Hunted Willow Point/Sandusky bay. Ice on the rocks and some fringes but the marsh was still open. Not a lot of birds working. Missed one lone bluebill who wanted in so bad he let me reload and fire 5 times. Yes I was that bad. But I made the circus shot, with my trunk completely turned on the black trying to sneak behind me. All and all it was slow. By 9:30 I was back at the truck making breakfast. 

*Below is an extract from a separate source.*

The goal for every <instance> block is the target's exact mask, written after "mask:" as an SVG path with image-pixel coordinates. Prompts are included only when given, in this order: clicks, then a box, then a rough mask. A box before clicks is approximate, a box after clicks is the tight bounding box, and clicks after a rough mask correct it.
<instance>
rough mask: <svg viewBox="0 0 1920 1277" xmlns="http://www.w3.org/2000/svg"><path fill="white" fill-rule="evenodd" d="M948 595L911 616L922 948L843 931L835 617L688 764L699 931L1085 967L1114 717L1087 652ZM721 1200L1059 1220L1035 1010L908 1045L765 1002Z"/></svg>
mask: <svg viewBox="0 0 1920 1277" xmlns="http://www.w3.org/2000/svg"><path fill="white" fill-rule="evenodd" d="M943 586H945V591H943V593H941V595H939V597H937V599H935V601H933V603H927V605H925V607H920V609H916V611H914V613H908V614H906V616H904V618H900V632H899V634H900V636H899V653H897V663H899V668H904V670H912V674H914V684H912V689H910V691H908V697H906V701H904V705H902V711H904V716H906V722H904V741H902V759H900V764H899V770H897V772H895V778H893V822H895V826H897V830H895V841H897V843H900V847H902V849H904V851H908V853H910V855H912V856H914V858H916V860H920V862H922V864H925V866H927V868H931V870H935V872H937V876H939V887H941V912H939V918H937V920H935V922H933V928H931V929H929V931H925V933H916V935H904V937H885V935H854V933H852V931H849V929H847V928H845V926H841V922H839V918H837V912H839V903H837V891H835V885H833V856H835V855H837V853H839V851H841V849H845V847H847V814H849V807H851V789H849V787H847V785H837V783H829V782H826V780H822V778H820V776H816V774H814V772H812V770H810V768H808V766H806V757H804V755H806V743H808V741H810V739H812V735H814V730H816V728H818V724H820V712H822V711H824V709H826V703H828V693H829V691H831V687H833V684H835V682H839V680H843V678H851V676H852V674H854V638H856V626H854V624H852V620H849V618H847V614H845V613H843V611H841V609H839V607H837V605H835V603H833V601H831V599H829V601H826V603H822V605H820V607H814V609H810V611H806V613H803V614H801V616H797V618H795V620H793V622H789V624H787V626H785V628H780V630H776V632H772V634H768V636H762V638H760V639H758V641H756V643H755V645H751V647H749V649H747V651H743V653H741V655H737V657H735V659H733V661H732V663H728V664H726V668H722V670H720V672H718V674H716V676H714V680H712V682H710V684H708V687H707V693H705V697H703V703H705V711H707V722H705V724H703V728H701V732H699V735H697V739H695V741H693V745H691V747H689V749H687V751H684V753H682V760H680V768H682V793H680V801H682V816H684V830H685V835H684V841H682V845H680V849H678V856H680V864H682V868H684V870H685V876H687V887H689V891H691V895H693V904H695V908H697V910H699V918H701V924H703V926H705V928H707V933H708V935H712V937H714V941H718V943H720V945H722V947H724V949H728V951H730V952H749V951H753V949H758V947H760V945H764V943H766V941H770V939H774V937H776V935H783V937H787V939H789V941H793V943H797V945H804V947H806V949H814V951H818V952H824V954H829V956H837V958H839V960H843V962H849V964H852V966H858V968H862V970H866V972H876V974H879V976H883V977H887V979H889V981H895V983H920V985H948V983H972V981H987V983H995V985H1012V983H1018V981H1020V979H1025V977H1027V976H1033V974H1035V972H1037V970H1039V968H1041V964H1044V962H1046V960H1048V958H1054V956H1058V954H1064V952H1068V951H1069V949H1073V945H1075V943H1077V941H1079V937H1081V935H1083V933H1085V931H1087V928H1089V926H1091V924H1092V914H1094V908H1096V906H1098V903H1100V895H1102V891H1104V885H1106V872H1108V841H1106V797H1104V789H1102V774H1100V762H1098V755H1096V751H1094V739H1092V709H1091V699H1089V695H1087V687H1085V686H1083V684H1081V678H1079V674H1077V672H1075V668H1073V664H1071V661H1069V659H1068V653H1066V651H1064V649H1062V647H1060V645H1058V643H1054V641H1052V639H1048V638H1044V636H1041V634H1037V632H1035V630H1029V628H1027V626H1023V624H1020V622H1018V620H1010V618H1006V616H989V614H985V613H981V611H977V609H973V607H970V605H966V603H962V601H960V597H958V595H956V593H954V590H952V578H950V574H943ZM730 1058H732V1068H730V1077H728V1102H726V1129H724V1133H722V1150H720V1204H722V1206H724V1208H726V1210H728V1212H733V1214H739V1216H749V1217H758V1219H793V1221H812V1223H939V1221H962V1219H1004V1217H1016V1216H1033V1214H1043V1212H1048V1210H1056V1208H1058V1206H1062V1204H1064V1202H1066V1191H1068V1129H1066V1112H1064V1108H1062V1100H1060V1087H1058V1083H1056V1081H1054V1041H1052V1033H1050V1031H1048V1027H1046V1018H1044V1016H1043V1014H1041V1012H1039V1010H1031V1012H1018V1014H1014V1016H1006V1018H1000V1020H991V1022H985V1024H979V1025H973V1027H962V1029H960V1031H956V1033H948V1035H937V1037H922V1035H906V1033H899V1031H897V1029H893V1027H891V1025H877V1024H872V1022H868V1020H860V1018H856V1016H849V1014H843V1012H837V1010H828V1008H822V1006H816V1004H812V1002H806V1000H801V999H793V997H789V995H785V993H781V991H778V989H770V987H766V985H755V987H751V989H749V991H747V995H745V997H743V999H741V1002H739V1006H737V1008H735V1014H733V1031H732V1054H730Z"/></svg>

My young chocolate lab made her first retrieve on a black! Both rare moments, so i enjoyed it tremendously. She kept trying to sneak off with it. I think I may have something to work with.

Brian


----------



## freyedknot (Apr 10, 2004)

DM , did you hunt the bay side or in the new marshes .take a boat? i am headed up that way next week for a few days. hope everyone will be out deer hunting.


----------



## duckman (Sep 18, 2004)

I didn't bring the layout/Sneak cause its too awkward to load on the roof of the yukon myself. I hunted right next to the parking lot by the walking bridge. I had more birds than the guys on the point but thats where I would be (the point). The layouts were hammering away down south of there. Sounded like they were closer to ******'s landing. I went over rt2 and looked down the bay was pretty choppy there. I didn't see birds other than @#$% birds. 

I also hauled out half a garbage bag of other peoples crap... bottles and such. No I am not that good hearted... i just don't like vet bills...

Good luck


----------